Profluent’s technology is driven by a similar A.I. model that learns from sequences of amino acids and nucleic acids — the chemical compounds that define the microscopic biological mechanisms that scientists use to edit genes. Essentially, it analyzes the behavior of CRISPR gene editors pulled from nature and learns how to generate entirely new gene editors.

“These A.I. models learn from sequences — whether those are sequences of characters or words or computer code or amino acids,” said Profluent’s chief executive, Ali Madani, a researcher who previously worked in the A.I. lab at the software giant Salesforce.

Profluent has not yet put these synthetic gene editors through clinical trials, so it is not clear if they can match or exceed the performance of CRISPR. But this proof of concept shows that A.I. models can produce something capable of editing the human genome.

Still, it is unlikely to affect health care in the short term. Fyodor Urnov, a gene editing pioneer and scientific director at the Innovative Genomics Institute at the University of California, Berkeley, said scientists had no shortage of naturally occurring gene editors that they could use to fight illness and disease. The bottleneck, he said, is the cost of pushing these editors through preclinical studies, such as safety, manufacturing and regulatory reviews, before they can be used on patients.

But generative A.I. systems often hold enormous potential because they tend to improve quickly as they learn from increasingly large amounts of data. If technology like Profluent’s continues to improve, it could eventually allow scientists to edit genes in far more precise ways.
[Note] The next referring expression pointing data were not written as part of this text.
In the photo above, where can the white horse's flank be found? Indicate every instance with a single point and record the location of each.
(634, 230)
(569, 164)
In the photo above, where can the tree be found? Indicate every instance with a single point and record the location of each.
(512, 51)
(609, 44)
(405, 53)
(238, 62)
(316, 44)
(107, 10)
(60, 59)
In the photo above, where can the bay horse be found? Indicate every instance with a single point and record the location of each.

The hope, Dr. Urnov said, is that this could, in the long term, lead to a world where medicines and treatments are quickly tailored to individual people even faster than we can do today.

“I dream of a world where we have CRISPR on demand within weeks,” he said.
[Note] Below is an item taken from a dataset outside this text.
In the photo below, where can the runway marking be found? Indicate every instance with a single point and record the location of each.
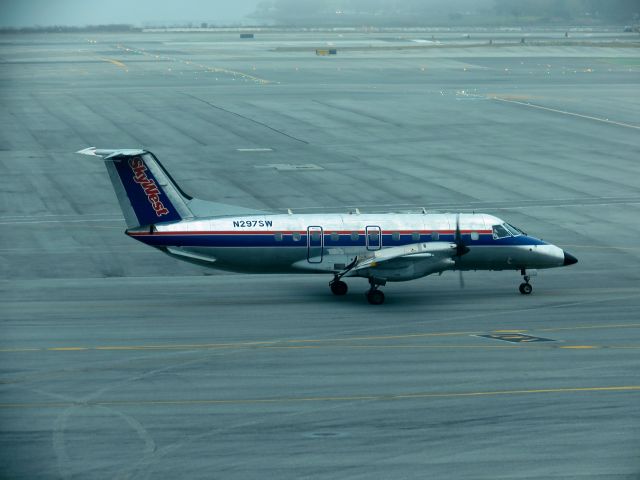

Scientists have long cautioned against using CRISPR for human enhancement because it is a relatively new technology that could potentially have undesired side effects, such as triggering cancer, and have warned against unethical uses, such as genetically modifying human embryos.

This is also a concern with synthetic gene editors. But scientists already have access to everything they need to edit embryos.

“A bad actor, someone who is unethical, is not worried about whether they use an A.I.-created editor or not,” Dr. Fraser said. “They are just going to go ahead and use what’s available.”